In Rajasthan, several opinion polls, rather prematurely, have predicted an anti-incumbency mandate and the exit of the BJP government. Area-wise, Rajasthan is India's largest State, spread over 3.4 lakh sq km, i.e., about 10.4% of the country's geographical footprint with a population of over 6.9 crore. It has two main political parties—the BJP and the Congress; the present Chief Minister, Vasundhara Raaje of the BJP, a daughter of Vijayaraje Scindia and Jivajirao Scindia, Maharaja of Gwalior, is serving a second term; her first was from 2003-2008. The politics of Rajasthan is dominated mainly by the Bharatiya Janata Party (BJP) and the Indian National Congress; the latter ruled the State from 2008 to 2013. Among the last two States to go for a poll on 7th December (Telengana being another), Rajasthan may go for another Congress rule. The BJP has assigned five Rajput leaders of the State to woo the race's voters who stood by it in 2013 poll and wean them away from an anti-incumbency mood. The party President, Amit Shah visited the State for more than ten times in last six months to energise the booth workers. The RSS chief, Mohan Bhagwat also toured in three cities to activate his cadres to work for the BJP. The Congress is holding mega-rallies and road-shows in the backdrop of a simmering power struggle between Sachin Pilot and Ashok Gehlot.

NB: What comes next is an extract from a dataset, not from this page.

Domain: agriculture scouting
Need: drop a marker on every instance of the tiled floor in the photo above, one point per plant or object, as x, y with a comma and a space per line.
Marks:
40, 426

Thus, the status quo in these five states could change in year-end polls. Apart from the successes and failures of the administration, the outcome of the polls could be tinged by the Congress charge of Mr Modi arbitrarily choosing Reliance Defence of Anil Ambani to be the offset Indian partner for delivery of 36 Rafael fighter-jets, helping bank-loan frauds like Nirab Modi and Vijay Mallya to flee, soaring fuel and commodity prices, inflation, falling rupee-dollar exchange rate, bickerings in the CBI and RBI and controversies such as the demonetisation and the GST(which Rahul Gandhi ridicules as 'Gabbar Singh Tax') and '# Me Too' charges against minister M J Akbar (when he was editor of two newspapers), forcing him to resign. All these and a more startling revelation in Rafael scam, or an adverse turn of events, can cause a swing in the Congress's fortune. The astounding rise of the BJP—like the proverbial 'rags to riches'—from the scratch (two MPs in 1984) to over ten years in power at the Centre and its present sway over nearly two-thirds of the area and people of the subcontinent has been due to its clever exploitation of the Hindu dislike of Muslims and its slogans of building a Ram Temple at the disputed site of Ayodhya, resolve to make India a Hindu Rashtra, jettisoning what it dubs as 'pseudo-secularism' in the Constitution. The Supreme Court has dismissed a petition for advancing the hearing of the Ram Janmabhumi land dispute case but if Mohan Bhagwat's demand for promulgating an ordinance to start building the promised Ram Temple on the disputed site is met by the NDA or the UP government it can swing Hindu votes but will disenchant the Muslim electorate in three States under its rule. To the extent the Modi regime's flagship projects like Beti Bachao, Beti Parhao, Swachha Bharat, Jan Dhan, Ujaala, Pradhan Mantri Abaasan, Sadak etc. Yojanas have been implemented in these States can swing votes in its favour too. Overall, whosoever wins, the polls are likely to be a keenly-watched tightropewalk for the BJP with unpredictable result.